Importa, pois, esclarecer que nos
apoiamos nos estudos de Dezotti (1988, p. 107) ao atribuir o rótulo “fábula” a
um conjunto muito mais amplo de narrativas do que as que conhecemos por meio de
coletâneas de caráter literário. Para a autora, “o que confere a uma narrativa
o estatuto de ‘fábula’, é uma orientação interpretativa apontada pela
enunciação”.
No que toca às fábulas veiculadas
pelos gregos, a autora postula que, inicialmente, ela era utilizada como
prática discursiva , como forma alternativa de alguém estruturar seu discurso,
pois o locutor poderia utilizar-se de uma narrativa ficcional ou de uma
história verídica para concretizar seu argumento. Para citar um exemplo de
argumento sustentado por um discurso ficcional, podemos nos reportar à
conhecida fábula O rouxinol e o falcão, parte integrante do poema Os trabalhos
e os dias, do poeta Hesíodo, que teria vivido no século VIII a.C.

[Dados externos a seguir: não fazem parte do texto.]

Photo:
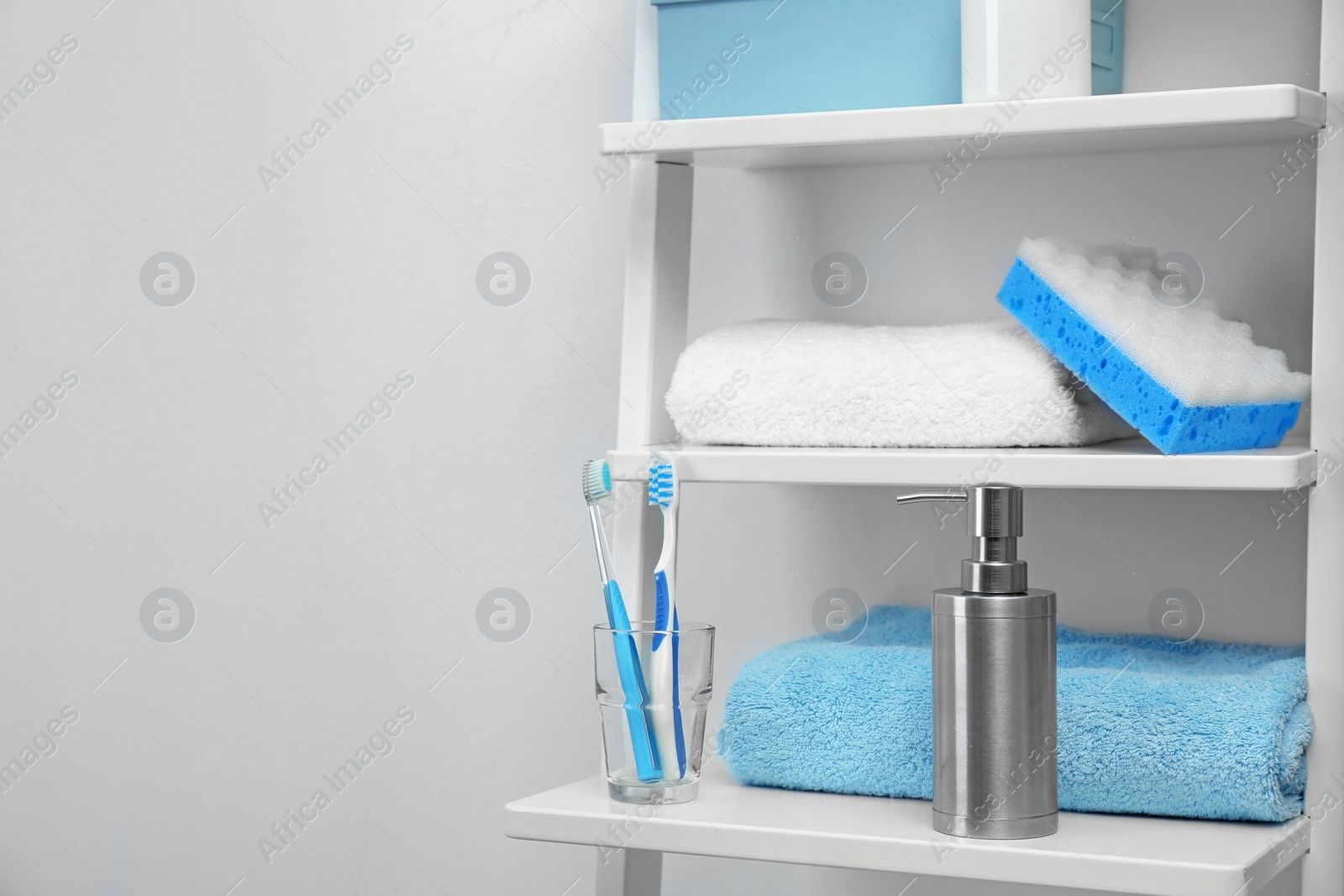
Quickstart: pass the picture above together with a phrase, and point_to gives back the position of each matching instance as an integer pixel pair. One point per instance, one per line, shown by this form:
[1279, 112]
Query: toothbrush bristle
[597, 479]
[662, 484]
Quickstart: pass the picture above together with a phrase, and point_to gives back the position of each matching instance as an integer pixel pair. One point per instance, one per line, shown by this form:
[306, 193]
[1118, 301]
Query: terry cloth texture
[1200, 730]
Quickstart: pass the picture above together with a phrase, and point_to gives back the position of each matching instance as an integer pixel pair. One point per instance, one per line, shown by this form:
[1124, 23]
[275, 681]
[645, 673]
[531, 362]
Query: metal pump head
[994, 524]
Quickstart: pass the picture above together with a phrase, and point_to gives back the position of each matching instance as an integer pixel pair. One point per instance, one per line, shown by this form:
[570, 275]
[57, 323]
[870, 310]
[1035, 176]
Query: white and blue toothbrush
[663, 661]
[597, 484]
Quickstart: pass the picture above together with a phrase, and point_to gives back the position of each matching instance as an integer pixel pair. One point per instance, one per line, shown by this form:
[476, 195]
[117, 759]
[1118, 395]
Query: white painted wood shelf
[1113, 853]
[1168, 120]
[1126, 464]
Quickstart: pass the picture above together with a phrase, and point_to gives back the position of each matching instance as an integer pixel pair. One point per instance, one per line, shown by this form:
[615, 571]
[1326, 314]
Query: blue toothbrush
[665, 700]
[597, 484]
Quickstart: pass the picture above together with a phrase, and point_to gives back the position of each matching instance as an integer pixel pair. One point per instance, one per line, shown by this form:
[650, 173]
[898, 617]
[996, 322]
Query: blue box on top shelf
[765, 56]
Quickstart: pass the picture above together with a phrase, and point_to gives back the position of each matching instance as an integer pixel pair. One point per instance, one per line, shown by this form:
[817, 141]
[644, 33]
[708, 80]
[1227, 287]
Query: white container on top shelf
[1042, 46]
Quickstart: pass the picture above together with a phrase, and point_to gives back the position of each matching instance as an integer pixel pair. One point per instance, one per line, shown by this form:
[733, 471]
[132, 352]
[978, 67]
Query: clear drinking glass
[643, 714]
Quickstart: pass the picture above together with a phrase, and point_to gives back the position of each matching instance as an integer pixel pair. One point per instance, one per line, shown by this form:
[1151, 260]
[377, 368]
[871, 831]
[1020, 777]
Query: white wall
[309, 297]
[306, 304]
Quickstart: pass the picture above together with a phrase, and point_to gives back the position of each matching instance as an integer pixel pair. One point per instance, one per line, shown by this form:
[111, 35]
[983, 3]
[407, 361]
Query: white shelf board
[1115, 853]
[1178, 118]
[1126, 464]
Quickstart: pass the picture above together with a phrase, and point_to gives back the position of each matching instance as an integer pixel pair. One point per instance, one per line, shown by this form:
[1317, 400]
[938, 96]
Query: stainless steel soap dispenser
[994, 683]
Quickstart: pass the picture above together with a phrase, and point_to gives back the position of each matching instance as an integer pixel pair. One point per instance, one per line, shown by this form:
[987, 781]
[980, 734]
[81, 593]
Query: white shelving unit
[1126, 464]
[1175, 120]
[1113, 853]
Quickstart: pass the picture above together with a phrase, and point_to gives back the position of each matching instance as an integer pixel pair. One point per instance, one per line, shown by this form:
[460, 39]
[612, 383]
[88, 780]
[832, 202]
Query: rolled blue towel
[1200, 730]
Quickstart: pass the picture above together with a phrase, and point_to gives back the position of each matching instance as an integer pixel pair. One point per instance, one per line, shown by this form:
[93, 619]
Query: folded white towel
[811, 383]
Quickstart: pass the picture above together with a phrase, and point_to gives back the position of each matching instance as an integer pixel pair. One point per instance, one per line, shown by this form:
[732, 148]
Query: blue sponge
[1254, 405]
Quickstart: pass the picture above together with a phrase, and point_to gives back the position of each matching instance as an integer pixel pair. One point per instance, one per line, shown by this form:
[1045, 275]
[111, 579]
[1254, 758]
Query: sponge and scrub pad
[1183, 376]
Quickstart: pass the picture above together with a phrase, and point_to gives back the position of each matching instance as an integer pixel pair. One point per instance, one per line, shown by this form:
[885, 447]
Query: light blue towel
[1200, 730]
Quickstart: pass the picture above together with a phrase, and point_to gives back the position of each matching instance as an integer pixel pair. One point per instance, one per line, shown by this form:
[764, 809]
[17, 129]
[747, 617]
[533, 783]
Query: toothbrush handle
[676, 698]
[636, 703]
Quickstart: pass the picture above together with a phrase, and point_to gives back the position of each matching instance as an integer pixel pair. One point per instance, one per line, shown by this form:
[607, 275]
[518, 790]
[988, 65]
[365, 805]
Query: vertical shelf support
[654, 333]
[1323, 868]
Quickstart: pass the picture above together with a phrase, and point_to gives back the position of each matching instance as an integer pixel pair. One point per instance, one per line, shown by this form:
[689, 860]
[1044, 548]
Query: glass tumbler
[654, 688]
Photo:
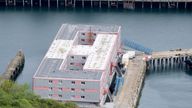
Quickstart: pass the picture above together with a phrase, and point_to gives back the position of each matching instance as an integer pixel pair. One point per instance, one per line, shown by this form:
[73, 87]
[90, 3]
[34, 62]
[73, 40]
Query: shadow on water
[181, 67]
[37, 9]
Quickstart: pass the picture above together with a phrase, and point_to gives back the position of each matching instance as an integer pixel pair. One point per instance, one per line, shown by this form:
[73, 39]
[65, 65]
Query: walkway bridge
[129, 95]
[138, 47]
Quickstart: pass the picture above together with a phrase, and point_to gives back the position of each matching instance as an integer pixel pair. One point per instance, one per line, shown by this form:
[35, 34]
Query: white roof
[102, 48]
[81, 50]
[59, 49]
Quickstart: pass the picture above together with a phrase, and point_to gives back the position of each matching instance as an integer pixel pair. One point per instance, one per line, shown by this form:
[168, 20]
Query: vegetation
[13, 95]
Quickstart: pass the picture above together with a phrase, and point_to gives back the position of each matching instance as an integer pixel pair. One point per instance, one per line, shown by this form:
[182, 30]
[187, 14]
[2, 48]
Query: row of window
[81, 64]
[60, 95]
[61, 89]
[83, 40]
[60, 81]
[93, 34]
[72, 57]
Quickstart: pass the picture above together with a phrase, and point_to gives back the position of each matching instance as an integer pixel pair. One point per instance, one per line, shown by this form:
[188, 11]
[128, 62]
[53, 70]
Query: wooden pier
[123, 4]
[169, 58]
[129, 94]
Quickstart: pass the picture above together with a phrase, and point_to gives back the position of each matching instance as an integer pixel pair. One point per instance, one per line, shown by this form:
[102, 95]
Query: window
[60, 81]
[50, 81]
[72, 57]
[73, 96]
[82, 82]
[84, 57]
[50, 95]
[82, 90]
[60, 95]
[60, 89]
[72, 89]
[82, 39]
[50, 88]
[73, 82]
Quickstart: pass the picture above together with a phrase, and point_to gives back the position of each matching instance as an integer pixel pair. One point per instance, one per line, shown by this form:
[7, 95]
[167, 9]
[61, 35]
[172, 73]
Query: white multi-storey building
[78, 65]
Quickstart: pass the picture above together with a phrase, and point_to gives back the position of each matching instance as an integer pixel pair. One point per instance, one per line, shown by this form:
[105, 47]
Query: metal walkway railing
[138, 47]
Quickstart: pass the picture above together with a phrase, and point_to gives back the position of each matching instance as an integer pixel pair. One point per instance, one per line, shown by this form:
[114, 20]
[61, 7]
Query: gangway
[138, 47]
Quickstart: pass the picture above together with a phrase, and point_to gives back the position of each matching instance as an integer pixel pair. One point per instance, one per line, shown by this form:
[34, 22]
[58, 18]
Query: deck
[129, 95]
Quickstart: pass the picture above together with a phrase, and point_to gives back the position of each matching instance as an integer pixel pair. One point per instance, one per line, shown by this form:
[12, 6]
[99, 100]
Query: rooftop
[65, 43]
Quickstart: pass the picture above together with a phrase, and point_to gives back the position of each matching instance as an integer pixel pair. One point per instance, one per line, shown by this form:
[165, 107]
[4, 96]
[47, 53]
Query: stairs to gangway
[138, 47]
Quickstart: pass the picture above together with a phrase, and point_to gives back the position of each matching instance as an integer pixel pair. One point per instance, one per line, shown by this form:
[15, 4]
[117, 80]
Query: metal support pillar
[65, 3]
[23, 3]
[39, 3]
[57, 3]
[185, 5]
[31, 3]
[91, 3]
[74, 2]
[49, 4]
[159, 5]
[14, 2]
[108, 3]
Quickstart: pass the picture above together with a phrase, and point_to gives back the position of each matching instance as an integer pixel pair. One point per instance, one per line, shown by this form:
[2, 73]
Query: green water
[34, 30]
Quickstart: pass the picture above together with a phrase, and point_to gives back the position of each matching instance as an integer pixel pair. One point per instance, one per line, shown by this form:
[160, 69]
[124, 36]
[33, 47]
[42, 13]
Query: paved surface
[128, 96]
[172, 53]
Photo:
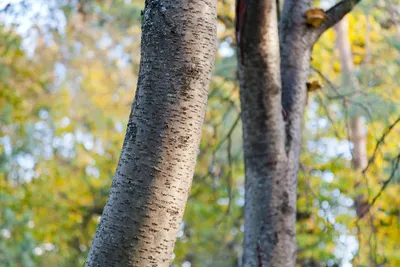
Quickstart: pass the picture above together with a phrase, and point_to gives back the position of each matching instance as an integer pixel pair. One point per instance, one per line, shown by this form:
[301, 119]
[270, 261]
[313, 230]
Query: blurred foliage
[65, 97]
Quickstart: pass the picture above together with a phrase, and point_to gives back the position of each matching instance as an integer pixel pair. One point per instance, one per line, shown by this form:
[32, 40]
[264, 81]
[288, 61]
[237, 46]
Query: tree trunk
[150, 188]
[357, 134]
[273, 74]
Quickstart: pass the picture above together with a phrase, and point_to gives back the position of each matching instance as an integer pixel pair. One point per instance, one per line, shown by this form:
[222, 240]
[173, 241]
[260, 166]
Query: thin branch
[385, 184]
[379, 143]
[334, 15]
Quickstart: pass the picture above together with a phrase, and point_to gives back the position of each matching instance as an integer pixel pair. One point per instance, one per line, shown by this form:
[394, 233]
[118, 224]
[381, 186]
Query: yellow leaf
[315, 17]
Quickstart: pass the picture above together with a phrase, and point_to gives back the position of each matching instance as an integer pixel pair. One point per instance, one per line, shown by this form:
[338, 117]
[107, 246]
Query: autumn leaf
[313, 86]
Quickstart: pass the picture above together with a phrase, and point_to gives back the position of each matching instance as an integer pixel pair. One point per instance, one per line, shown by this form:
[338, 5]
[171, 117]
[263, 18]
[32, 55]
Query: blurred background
[68, 72]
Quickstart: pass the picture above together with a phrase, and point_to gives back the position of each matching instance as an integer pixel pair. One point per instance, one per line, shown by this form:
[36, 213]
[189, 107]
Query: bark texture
[266, 198]
[273, 74]
[150, 188]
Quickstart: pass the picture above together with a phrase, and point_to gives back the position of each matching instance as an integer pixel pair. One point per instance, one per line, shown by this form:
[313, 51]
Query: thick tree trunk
[273, 73]
[357, 126]
[150, 188]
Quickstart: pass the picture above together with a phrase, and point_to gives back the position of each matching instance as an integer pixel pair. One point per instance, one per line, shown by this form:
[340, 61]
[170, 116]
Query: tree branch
[334, 15]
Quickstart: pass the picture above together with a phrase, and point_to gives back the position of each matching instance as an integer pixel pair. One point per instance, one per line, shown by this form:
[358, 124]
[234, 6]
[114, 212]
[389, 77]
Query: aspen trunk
[150, 188]
[273, 74]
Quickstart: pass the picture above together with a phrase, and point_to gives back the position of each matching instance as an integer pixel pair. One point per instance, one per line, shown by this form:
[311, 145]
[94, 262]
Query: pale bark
[150, 188]
[269, 79]
[357, 134]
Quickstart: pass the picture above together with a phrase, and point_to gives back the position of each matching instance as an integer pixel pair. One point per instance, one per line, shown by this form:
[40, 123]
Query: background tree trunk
[150, 188]
[273, 73]
[357, 126]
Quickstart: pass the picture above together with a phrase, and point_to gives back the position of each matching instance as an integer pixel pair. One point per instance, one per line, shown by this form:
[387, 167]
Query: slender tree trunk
[273, 74]
[150, 188]
[267, 209]
[357, 126]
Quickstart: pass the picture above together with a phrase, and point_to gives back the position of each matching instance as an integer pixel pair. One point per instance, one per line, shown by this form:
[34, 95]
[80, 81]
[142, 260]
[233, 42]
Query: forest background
[68, 72]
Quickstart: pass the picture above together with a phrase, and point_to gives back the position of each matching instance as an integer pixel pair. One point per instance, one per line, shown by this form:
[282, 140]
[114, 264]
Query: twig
[379, 143]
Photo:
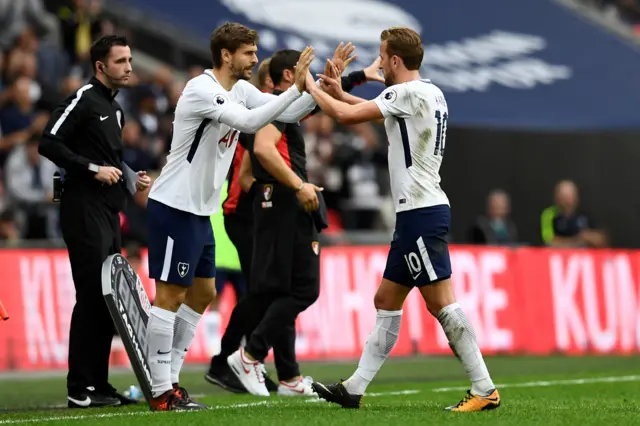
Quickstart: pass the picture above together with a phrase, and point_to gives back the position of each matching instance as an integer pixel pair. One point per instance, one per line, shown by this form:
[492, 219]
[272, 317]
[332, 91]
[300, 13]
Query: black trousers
[285, 270]
[91, 231]
[240, 232]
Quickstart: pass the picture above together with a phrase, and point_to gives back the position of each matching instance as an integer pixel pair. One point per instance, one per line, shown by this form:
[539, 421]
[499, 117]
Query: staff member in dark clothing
[239, 226]
[84, 137]
[285, 263]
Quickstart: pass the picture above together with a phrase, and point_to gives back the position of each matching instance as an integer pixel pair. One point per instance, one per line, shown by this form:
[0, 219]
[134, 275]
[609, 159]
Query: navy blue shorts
[181, 245]
[419, 253]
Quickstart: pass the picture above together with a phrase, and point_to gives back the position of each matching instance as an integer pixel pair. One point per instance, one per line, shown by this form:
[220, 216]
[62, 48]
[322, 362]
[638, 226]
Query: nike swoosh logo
[83, 403]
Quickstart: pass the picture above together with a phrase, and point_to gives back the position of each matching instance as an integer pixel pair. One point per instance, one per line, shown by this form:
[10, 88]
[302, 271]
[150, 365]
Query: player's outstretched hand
[310, 83]
[108, 175]
[302, 67]
[308, 196]
[143, 181]
[342, 57]
[372, 72]
[331, 83]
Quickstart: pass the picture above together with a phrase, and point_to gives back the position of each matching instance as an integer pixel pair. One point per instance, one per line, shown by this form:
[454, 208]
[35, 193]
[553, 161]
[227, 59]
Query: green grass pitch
[413, 391]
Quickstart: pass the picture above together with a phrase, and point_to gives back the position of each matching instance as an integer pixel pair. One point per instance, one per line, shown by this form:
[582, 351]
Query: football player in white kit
[213, 108]
[415, 116]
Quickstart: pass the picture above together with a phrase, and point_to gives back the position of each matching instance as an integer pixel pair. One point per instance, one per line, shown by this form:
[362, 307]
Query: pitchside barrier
[520, 300]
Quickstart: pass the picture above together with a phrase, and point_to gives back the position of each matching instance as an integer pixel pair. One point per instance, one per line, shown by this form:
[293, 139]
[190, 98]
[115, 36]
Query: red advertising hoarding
[533, 301]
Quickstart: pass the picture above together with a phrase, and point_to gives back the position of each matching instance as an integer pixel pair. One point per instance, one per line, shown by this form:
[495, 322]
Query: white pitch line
[215, 407]
[546, 383]
[612, 379]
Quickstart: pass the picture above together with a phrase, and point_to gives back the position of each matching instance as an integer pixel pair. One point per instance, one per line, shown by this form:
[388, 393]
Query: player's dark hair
[406, 44]
[101, 48]
[263, 72]
[285, 59]
[230, 36]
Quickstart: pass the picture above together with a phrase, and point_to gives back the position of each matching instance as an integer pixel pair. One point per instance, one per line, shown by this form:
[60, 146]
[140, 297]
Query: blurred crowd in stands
[626, 12]
[44, 58]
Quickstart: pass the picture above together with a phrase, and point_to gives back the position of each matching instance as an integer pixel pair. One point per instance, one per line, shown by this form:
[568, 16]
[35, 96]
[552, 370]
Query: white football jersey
[202, 147]
[416, 116]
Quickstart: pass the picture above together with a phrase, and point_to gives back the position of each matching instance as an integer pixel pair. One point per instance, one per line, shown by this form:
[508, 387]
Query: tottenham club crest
[268, 191]
[390, 96]
[183, 269]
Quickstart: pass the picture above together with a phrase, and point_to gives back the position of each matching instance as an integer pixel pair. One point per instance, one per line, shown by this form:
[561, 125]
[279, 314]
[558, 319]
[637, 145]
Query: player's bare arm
[342, 57]
[245, 175]
[265, 150]
[331, 84]
[342, 111]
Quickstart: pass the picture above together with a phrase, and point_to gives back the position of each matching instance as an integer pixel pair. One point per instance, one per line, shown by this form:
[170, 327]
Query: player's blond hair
[406, 44]
[230, 36]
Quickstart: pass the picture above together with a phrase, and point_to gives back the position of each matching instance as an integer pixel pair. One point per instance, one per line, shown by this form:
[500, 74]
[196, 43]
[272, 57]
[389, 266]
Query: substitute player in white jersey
[415, 115]
[213, 108]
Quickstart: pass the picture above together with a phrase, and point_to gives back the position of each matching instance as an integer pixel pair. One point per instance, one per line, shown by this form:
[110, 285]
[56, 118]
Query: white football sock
[159, 340]
[212, 332]
[379, 344]
[184, 331]
[462, 339]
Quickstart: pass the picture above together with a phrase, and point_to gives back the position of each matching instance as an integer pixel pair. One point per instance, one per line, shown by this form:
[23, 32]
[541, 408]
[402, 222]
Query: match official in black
[84, 137]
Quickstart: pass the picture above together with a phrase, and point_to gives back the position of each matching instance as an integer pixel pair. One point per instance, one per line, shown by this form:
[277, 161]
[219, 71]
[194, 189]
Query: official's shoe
[473, 402]
[248, 372]
[337, 394]
[90, 398]
[268, 382]
[183, 394]
[301, 388]
[169, 401]
[221, 375]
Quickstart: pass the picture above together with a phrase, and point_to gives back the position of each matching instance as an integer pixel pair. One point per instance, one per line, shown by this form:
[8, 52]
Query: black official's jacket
[85, 132]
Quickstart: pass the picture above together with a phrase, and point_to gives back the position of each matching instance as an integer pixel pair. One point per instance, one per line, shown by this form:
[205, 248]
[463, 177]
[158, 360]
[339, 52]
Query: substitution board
[129, 306]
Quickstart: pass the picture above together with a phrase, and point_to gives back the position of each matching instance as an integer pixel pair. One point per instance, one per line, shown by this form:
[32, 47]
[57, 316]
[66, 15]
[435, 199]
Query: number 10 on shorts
[414, 264]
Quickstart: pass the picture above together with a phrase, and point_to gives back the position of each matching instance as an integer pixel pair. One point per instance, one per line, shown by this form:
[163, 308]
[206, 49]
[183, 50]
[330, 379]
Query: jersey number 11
[441, 132]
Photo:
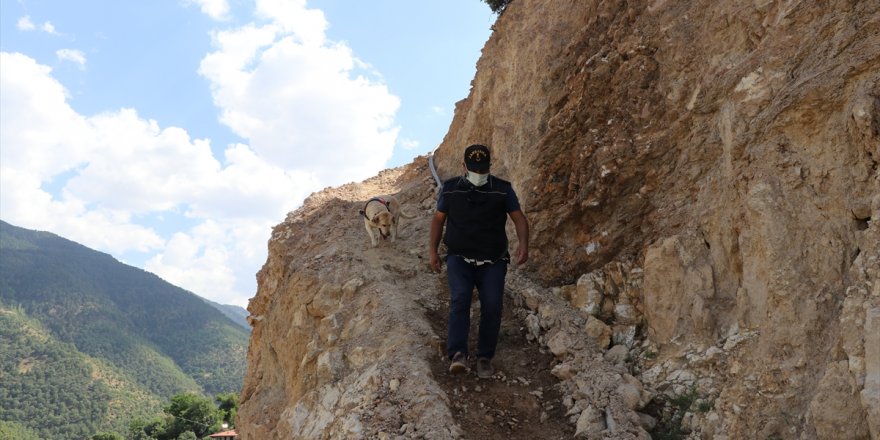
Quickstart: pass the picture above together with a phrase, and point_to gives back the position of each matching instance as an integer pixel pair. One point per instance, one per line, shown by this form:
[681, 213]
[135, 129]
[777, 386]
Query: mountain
[119, 330]
[237, 314]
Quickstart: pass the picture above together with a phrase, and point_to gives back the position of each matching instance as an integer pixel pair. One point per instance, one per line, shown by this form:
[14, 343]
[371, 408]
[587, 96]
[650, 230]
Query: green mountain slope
[237, 314]
[125, 320]
[55, 391]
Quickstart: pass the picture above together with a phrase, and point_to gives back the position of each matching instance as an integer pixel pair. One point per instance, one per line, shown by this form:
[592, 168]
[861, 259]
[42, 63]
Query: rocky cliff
[702, 183]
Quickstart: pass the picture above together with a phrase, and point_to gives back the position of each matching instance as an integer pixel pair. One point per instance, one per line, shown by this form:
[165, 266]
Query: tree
[139, 429]
[228, 406]
[497, 6]
[107, 436]
[190, 412]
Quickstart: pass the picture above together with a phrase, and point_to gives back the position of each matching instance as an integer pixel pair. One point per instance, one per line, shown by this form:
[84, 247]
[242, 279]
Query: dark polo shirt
[475, 217]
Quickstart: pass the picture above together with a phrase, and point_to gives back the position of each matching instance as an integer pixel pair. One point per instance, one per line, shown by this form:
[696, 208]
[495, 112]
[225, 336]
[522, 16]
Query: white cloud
[312, 114]
[25, 24]
[216, 9]
[409, 144]
[115, 168]
[73, 55]
[301, 101]
[48, 28]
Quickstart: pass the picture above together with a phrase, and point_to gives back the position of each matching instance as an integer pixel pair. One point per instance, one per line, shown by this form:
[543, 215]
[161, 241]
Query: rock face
[702, 182]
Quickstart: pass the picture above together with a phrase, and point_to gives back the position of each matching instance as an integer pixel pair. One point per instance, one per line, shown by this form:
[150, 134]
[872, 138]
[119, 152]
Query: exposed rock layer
[702, 182]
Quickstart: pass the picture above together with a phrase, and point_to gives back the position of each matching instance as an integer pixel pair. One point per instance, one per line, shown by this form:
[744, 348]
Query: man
[474, 209]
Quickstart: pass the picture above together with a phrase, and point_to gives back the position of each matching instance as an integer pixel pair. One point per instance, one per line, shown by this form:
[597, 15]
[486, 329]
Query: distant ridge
[127, 335]
[237, 314]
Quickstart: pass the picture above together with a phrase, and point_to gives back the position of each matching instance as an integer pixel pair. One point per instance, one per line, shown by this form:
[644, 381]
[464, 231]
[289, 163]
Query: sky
[174, 134]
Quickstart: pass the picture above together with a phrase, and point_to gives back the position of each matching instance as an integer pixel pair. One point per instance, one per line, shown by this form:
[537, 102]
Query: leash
[384, 203]
[434, 169]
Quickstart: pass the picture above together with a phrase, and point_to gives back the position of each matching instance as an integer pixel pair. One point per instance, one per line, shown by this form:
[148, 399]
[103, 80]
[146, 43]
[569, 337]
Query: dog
[382, 217]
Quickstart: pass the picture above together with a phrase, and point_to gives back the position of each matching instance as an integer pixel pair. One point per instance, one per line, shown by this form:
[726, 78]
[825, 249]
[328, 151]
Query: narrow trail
[520, 401]
[523, 399]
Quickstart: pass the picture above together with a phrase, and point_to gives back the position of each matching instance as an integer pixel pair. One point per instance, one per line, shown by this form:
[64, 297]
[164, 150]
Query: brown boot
[458, 364]
[484, 368]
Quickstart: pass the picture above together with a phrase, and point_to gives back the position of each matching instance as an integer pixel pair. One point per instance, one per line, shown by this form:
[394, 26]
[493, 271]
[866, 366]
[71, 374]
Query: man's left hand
[522, 255]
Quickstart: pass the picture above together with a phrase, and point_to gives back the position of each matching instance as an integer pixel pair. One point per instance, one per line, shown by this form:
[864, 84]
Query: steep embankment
[702, 181]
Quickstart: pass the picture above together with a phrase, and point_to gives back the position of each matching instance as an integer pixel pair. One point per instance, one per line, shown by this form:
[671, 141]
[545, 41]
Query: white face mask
[477, 179]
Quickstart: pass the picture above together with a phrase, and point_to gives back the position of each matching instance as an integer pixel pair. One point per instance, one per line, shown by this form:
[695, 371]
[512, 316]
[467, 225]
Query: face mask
[477, 179]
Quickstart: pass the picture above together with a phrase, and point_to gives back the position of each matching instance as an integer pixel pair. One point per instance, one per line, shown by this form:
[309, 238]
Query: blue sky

Nesse período, a fábula, palavra
grega que costuma ser traduzida por “história”, e era usada pelos poetas
arcaicos para referir-se a uma pequena narrativa, conforme mostra o poema de
Hesíodo (vv.202):
A seguir Hesíodo utiliza-se de
uma fábula para ilustrar sua fala:
Assim disse o gavião ao rouxinol de colorido colo no muito alto das
nuvens levando-o cravado nas garras; ele miserável varado todo por recurvadas
garras gemia enquanto o outro prepotente ia lhe dizendo: “Desafortunado, o que
gritas? Tem a ti um bem mais forte; tu irás por onde eu te levar, mesmo sendo
bom cantor; alimento, se quiser, de ti farei ou até te soltarei. Insensato quem
com mais fortes queira medir-se, de vitória é privado e sofre, além de penas,
vexame.”
(HESÍODO, vv. 203-211)
A história que o poeta conta é
uma fábula em que a lei do mais forte prevalece e governa a vida, pois um
falcão, ao segurar um rouxinol que implora para não ser devorado, não se condói
dele, dizendo-lhe, perante suas súplicas, que, por ser mais forte, agirá como
lhe aprouver. O pássaro deve manter-se calado, pois somente os iguais devem
discutir, enquanto os inferiores devem permanecer quietos para que não sejam
humilhados. De acordo com a narrativa, é desta maneira que se deve ler esta
fábula.
Entretanto, inserida num contexto
de desavença fraternal, esta fábula é proferida por Hesíodo ao seu irmão
Perses, acusado de escamotear a divisão de uma herança deixada pelo pai. Na
realidade o poeta constrói sua própria moralidade e dá outra finalidade a esta narrativa:
ele a profere com a intenção de aconselhar seu irmão Perses a não agir como o falcão
da fábula.
Este é um modelo clássico de
narrativa que viria a se consolidar como “fábula” nos séculos posteriores.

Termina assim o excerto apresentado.